Und immer zeigte mir der Koch noch, was ich zusätzlich tun könnte, wenn ich Zeit habe. Es kam mir so vor, als dächte er: „Solange einer da ist, muss man die Gelegenheit ausnutzen. Vielleicht muss ich bald wieder alleine arbeiten.“
Wenn ich einige Teller abgewaschen hatte und das Wasser bräunlich und dickflüssig wurde, zog ich den Pfropfen aus dem Spülbecken. Sobald ich das aber tat und das Wasser begann, heraus zu gluckern, kam entweder der Chef oder seine Frau und schaute herein, was ich machte. Nun, ich füllte das Spülbecken wieder mit heißem Wasser und habe die Spülmittelflasche genommen und mehrmals gedrückt, damit richtig Spülmittel im Wasser war.
Das tat ich mehrmals am Tag und wechselte das Wasser, wenn es dreckig war. Und jedes Mal, wenn ich das tat, wurden sie nervös. Ich bemerkte, dass ihnen etwas nicht gefiel. Grundsätzlich schauten sie immer hin, wenn ich Wasser wechselte.
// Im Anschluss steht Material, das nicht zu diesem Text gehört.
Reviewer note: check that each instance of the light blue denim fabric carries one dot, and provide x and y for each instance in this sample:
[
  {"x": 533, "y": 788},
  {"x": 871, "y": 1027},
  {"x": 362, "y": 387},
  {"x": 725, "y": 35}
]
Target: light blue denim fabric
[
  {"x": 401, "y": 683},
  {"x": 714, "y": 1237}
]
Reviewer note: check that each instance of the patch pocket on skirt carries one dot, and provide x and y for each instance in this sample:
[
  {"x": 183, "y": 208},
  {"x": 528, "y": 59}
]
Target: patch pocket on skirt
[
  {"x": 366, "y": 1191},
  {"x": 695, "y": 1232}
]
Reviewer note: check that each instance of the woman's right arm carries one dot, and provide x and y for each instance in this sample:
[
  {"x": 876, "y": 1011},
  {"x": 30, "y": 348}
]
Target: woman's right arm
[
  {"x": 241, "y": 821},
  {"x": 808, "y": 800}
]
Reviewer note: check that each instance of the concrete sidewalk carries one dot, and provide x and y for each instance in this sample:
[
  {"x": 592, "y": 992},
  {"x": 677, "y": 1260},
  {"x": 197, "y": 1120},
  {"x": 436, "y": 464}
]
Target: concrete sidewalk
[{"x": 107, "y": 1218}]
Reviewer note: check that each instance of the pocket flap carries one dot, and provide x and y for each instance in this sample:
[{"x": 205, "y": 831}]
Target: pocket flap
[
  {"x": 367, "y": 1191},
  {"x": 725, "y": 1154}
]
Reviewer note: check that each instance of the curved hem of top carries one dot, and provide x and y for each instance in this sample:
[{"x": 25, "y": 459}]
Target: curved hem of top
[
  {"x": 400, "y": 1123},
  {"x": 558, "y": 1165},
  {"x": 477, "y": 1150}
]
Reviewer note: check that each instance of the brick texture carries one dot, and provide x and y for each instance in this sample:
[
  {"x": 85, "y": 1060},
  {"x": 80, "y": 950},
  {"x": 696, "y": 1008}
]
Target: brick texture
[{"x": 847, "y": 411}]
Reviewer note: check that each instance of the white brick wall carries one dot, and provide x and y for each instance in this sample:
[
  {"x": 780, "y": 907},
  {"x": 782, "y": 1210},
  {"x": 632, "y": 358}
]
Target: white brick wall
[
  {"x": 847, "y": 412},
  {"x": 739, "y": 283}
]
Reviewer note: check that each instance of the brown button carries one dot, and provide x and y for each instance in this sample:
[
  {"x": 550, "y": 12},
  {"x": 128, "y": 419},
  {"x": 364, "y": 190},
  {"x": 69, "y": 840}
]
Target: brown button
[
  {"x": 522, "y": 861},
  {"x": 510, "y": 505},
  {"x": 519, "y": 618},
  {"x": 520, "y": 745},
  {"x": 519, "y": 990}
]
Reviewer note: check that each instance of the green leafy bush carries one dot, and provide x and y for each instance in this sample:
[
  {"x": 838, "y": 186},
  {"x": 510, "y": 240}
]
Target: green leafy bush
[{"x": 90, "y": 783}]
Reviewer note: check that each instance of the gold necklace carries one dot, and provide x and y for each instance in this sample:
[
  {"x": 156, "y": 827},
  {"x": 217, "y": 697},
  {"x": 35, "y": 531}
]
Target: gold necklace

Die Atmosphäre war wirklich nicht gut. Es war bedrückend und niemand sprach mit einem anderen. Ein Inder würde sagen: „Alle haben ein Steingesicht ohne jeden Ausdruck.“ So haben sie sich gegenseitig angeschaut. Ich hatte aber den festen Vorsatz: „Ich gehe hier nicht weg. Ich will hier arbeiten und Geld verdienen.“
Zwischendurch beobachtete ich, wie die Chefin durch die Hintertür hereinkam. Sie gab dem Koch Teller, auf denen noch Fleischstücke lagen oder Salat. Dabei hatte ich mir gar nichts gedacht und kannte das System noch nicht. Zunächst vermutete ich: „Sie hat gewiss einen Hund. Sie sammeln die Reste und nehmen sie abends für den Hund mit.“ Aber der Koch nahm sich zwei von diesen Fleischstücken und machte sie wieder in der Pfanne warm und legte sie auf einen neuen Teller. Und, wenn sauberer Salat kam, wusch er ihn einmal, und legte ihn dazu. Und, wenn Tomaten zurückkamen, die er kunstvoll geschnitten hatte wie Blumen, verwendete er sie auch wieder. Und das ganze verkaufte er dann wieder neu.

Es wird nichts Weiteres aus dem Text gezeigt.